Avipox virus is transmissible through multiple pathways, with the most common means of infection being via biting insects which act as mechanical vectors (C. van Riper & Forrester 2007). Poxvirus can remain viable in exfoliated scabs, on perches and be passed by direct contact to an infected bird (C. van Riper & Forrester 2007; Ritchie 1995). Avian poxvirus infection can occur at all times of the year in wild birds, but in temperate areas such as North Island, New Zealand, the biting insect vector numbers tend to lead to most infections occurring in spring, summer and early autumn (C. van Riper & Forrester 2007).

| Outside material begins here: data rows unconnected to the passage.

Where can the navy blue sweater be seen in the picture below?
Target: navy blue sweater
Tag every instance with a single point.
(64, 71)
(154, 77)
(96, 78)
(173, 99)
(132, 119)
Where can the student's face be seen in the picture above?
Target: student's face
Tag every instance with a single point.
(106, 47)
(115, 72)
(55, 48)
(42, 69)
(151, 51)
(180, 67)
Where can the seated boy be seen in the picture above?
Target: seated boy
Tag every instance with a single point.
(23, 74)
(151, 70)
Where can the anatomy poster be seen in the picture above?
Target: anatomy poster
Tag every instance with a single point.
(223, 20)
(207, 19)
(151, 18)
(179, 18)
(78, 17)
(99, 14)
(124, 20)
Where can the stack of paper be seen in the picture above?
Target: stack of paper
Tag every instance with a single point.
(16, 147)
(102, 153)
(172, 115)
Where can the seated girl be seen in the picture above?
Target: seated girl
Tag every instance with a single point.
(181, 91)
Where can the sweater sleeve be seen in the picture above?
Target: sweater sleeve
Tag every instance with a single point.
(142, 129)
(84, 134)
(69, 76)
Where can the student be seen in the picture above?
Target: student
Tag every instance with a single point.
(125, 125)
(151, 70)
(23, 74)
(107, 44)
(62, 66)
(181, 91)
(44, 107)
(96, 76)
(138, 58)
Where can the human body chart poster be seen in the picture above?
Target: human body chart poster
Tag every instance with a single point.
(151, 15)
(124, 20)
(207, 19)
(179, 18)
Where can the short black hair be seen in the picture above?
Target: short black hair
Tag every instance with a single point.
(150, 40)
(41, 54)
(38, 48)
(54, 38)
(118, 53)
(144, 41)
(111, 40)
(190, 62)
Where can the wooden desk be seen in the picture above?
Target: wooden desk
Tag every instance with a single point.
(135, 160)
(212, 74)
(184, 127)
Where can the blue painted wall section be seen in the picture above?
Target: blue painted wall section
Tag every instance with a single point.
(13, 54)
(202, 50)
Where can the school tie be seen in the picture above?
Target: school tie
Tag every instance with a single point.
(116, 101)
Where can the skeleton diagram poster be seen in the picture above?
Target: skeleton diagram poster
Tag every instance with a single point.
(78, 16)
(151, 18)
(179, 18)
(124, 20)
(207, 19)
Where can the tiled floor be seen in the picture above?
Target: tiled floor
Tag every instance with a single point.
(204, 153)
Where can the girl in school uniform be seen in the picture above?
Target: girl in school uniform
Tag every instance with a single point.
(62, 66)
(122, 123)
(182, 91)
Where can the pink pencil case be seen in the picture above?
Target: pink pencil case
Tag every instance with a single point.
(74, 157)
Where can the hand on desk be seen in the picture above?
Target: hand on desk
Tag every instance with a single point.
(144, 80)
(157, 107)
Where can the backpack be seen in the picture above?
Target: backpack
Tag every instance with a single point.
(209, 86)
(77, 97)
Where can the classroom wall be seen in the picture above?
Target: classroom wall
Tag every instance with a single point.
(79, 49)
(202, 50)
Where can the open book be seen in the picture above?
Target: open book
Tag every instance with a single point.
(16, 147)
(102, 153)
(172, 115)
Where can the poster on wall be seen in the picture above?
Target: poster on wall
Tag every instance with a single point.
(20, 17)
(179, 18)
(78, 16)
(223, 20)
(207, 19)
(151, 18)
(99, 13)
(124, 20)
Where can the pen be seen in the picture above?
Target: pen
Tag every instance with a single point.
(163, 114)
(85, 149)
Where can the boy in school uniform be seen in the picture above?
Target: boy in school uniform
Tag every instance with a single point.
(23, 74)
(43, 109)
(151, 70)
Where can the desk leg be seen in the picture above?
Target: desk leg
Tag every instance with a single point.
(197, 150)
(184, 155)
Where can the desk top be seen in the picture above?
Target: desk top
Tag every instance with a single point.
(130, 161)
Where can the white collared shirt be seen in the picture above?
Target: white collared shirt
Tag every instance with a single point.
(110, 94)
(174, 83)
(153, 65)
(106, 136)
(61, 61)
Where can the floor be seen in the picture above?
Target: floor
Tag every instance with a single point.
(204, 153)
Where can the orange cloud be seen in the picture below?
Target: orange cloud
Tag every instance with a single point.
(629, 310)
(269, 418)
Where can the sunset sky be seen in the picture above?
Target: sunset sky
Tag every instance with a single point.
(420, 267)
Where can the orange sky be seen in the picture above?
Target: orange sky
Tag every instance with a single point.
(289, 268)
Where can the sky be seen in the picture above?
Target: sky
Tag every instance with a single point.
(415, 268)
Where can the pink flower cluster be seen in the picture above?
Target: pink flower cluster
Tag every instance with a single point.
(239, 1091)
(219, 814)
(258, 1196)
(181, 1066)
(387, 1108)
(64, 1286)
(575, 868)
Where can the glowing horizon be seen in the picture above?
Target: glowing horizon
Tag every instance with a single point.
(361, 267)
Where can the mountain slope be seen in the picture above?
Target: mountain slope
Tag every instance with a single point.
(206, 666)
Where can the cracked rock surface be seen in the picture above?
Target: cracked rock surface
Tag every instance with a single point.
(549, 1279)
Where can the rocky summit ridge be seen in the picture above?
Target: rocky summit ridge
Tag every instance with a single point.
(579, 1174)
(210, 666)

Multiple factors affect transmission, the most important of which are host density, host susceptibility and vector numbers within an environment at a particular time (C. van Riper et al. 2002). A hihi could become infected from contact with other infected birds, contact with infected biological material at feeding sites (e.g. shed scabs) or through mechanical vectors. In addition, hihi could become infected from contact with contaminated mist nets or the temporary housing for quarantine screening. There is a low likelihood of the hihi being infected when translocated because infection has not to date been recorded.

EXPOSURE ASSESSMENT

If infected when translocated, the hihi may remain infected during quarantine and after release and therefore remain exposed. There is low likelihood of the exposure occurring because infection wth avian poxvirus has not to date been recorded. There is a low likelihood of dissemination through shedding the virus at the destination.

CONSEQUENCE ASSESSMENT

There is a low likelihood that at least one hihi becomes infected. Poxvirus infection manifests in two common forms, the cutaneous wart-like lesions usually seen on the non-feathered parts of the body such as the beak, feet, legs and head (C. van Riper & Forrester 2007; Ha et al. 2011; Alley et al. 2010) or, a diphtheroid form with lesions on the mucous membranes, often coalescing and forming a pseudomembrane (C. van Riper & Forrester 2007; Ha et al. 2011; Tripathy et al. 2000). The latter form is associated with high mortality (Tripathy et al. 2000). There is low likelihood of the occurrence of disease and mortality because disease has not been recorded in hihi to date. Therefore the biological, environmental and economic consequences are low and limited to effects on the viability of the reintroduction.

RISK ESTIMATION

There is low likelihood of entry.

There is low likelihood of exposure of susceptible birds

The likelihood of biological and economic consequences is low.

Overall risk estimation is low.

RISK EVALUATION

Risk estimation is low, not negligible. Sanitary measures may be justified.